Frente a la inmensidad de la Ría de Corcubión y con la arena de la Playa de Langosteira bajo la mirada, el cuerpo te pide un trago que esté a la altura de la cocina marinera indómita que se gasta la casa A Fonte do Raposo. Olvídate de los típicos blancos planos que plagan las cartas turísticas, aquí el mar reclama un compañero con garra, con relieve y con esa salinidad que te hace salivar antes de que llegue el marisco.
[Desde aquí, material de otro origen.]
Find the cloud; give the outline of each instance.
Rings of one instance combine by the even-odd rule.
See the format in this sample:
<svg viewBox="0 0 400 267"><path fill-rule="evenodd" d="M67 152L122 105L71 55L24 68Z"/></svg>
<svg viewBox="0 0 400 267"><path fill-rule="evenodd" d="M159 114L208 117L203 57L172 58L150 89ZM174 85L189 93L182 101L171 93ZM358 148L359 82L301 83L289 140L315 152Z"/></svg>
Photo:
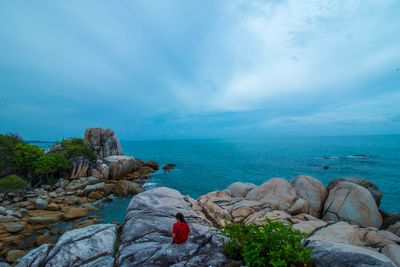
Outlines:
<svg viewBox="0 0 400 267"><path fill-rule="evenodd" d="M395 0L2 2L0 130L399 133L399 12Z"/></svg>

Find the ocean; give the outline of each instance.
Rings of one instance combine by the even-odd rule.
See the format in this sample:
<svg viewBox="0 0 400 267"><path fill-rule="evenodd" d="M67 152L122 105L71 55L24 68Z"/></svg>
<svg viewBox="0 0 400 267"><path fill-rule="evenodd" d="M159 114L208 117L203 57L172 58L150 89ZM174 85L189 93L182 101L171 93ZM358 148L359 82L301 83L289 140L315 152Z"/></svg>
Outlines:
<svg viewBox="0 0 400 267"><path fill-rule="evenodd" d="M152 174L146 188L167 186L193 198L223 190L233 182L260 185L273 177L288 181L311 175L325 186L345 176L375 183L383 198L380 208L400 213L400 136L273 137L121 141L125 155L154 160L170 172ZM325 168L324 168L325 167ZM130 198L116 198L100 211L104 222L123 222Z"/></svg>

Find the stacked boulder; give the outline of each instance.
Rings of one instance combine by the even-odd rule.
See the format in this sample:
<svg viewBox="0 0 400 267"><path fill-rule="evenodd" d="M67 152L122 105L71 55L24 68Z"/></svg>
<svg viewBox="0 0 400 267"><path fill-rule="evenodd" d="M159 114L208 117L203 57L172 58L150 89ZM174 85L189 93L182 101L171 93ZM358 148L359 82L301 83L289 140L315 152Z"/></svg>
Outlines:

Fue en ese preciso rincón atlántico donde disfrutamos La Llorona, un monovarietal de Godello que te cambia los esquemas desde el primer sorbo. Llega amparado por la D.O. Bierzo, una tierra asociada históricamente a los tintos de mencía pero que esconde tesoros blancos de una finura sobrecogedora cuando caen en las manos adecuadas. En un entorno tan salvaje y noble como Fisterra, este vino ejerce de catalizador perfecto. Un blanco con carácter de montaña pero con un alma atlántica que se alía de forma natural con el paisaje costero, invitando a desentrañar cada capa de su perfil mineral.

La Llorona es un blanco de categoría internacional que demuestra el inmenso potencial de la Godello cuando se trabaja con sensibilidad y sin prisa. Verónica Ortega consigue firmar un vino que enamora por sus asombrosas cualidades, tiene la complejidad, el volumen y la estructura de un gran vino de guarda, pero se bebe con la agilidad, la vivacidad y el dinamismo de un blanco sediento de verano. Es eléctrico, fino y con una definición soberbia, donde la madera es un actor secundario que solo aporta complejidad sin restar un ápice de pureza frutal. Sentarse a disfrutarlo en una terraza junto al Atlántico es una experiencia obligatoria para cualquier enófilo que se precie.